Atlas Magazine April 2015

Women and the rush to insurance

Slowly but surely, women are asserting their rights, gaining positions that were traditionally occupied by men. As a result of an ongoing struggle, the conquest of the labor market by women has challenged the very foundation of the patriarchal model that separates the private sphere reserved for women from the public sphere monopolized by men.

Insurance, like any other tertiary sector, is at the core of this development where women are getting more and more numerous, not hesitating to take power when the opportunity arises. Hence, on January 1, 2014, Inga Beale became Lloyd’s London first woman CEO, 325 years after the establishment of the most prestigious insurance institution.

Women's representation in insurance, however, presents a rather mixed picture in terms of country, business and power.
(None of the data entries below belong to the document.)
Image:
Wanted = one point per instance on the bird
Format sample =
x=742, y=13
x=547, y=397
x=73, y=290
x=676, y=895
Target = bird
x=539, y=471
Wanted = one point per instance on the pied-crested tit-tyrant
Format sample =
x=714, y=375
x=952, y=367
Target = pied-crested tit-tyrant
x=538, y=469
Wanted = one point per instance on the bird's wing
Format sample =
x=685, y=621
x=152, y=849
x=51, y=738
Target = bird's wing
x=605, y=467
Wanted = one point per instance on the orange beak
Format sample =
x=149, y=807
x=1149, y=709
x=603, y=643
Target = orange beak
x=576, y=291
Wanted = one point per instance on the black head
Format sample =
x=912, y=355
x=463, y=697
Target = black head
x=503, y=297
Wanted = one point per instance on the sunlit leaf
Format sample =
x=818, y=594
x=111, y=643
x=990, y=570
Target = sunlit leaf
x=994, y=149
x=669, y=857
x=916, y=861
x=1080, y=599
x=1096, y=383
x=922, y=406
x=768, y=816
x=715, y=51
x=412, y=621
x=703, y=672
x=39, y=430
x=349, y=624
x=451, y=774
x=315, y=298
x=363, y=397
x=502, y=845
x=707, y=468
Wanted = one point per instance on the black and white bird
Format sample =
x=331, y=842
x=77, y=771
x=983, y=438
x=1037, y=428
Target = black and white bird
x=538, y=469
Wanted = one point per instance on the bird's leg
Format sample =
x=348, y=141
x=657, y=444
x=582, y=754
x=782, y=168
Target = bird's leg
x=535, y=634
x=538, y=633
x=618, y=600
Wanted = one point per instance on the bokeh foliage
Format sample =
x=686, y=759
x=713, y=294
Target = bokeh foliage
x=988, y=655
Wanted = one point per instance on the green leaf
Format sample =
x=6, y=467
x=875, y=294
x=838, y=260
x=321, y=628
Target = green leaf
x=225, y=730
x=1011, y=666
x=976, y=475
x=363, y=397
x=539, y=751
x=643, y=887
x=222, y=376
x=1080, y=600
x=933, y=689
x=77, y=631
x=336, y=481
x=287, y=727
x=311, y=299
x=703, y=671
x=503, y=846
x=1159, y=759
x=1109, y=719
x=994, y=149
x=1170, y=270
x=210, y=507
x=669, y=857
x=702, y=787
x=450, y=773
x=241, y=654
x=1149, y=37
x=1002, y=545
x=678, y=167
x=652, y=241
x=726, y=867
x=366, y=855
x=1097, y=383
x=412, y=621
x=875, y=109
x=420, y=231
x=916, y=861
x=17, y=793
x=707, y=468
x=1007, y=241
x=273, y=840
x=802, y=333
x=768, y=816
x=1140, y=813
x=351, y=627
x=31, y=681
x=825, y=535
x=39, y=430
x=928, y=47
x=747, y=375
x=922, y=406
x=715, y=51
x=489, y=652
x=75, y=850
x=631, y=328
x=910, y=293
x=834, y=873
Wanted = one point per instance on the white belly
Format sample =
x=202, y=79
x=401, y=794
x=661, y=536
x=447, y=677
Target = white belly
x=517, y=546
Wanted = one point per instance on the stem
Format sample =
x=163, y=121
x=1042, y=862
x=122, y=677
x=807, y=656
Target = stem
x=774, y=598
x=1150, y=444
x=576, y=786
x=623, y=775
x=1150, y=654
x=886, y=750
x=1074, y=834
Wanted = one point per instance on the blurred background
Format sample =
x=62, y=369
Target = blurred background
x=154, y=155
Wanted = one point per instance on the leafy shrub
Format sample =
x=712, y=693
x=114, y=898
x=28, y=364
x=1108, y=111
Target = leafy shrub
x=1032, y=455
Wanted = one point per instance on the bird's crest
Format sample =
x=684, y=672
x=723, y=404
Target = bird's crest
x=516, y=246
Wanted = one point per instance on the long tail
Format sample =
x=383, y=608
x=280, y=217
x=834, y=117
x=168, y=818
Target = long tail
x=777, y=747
Female employment in the insurance industry is highest in Europe where women often account for 55% and 60% of the workforce with nearly 50% occupying management positions.

In terms of business and within companies, some positions are more "male" while others are more "female". Thus, women are underrepresented in the areas of IT, expertise, technical control, and reinsurance underwriting. They remain, nonetheless, very present in human resources and in legal and communication functions.

While women all over the world continue to progress in the acquisition of managerial status, they remain somewhat hardly connected to power. Already present in very low numbers as general managers, women are almost absent from the boards of directors, the last bastions of male resistance.